Tard dans la nuit de juin 2023, un conducteur avec délit de fuite a percuté la cacahuète. Un journal d'incident de la California Highway Patrol décrit la collision avec l'abréviation impartiale : « VEH VS REDWOOD STUMP ».
«C'est en morceaux et en lambeaux», a déclaré cette semaine au Times l'employée de Shoreline Fuel Mart, qui a refusé de donner son nom. Les restes de la noix sont toujours là, a-t-elle déclaré, mais quelqu'un « a pris un tracteur et l'a poussé à l'arrière de la propriété ».

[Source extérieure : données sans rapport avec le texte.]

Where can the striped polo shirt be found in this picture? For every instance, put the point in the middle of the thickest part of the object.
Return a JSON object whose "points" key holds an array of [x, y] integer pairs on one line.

Un porte-parole de la tribu Yurok, qui a acheté la station-service en 2020 et envisage d'en construire une, a déclaré que la tribu espère créer une réplique plus petite de la cacahuète afin qu'elle ne soit pas oubliée.
La présidente de la Chambre de commerce d'Orick, Donna Hufford, dont la famille vit à Orick depuis des générations, a déclaré que la plupart des bûcherons qui ont pris part à la manifestation ont déménagé ou sont morts.
Elle a déclaré à propos de la cacahuète : « C’était une icône pour nous, mais avec le temps, les gens évoluent. Les gens meurent. Cela aurait été bien de l'avoir encore en souvenir de cette époque. Et qui sait, peut-être qu’un jour nous en sculpterons un autre.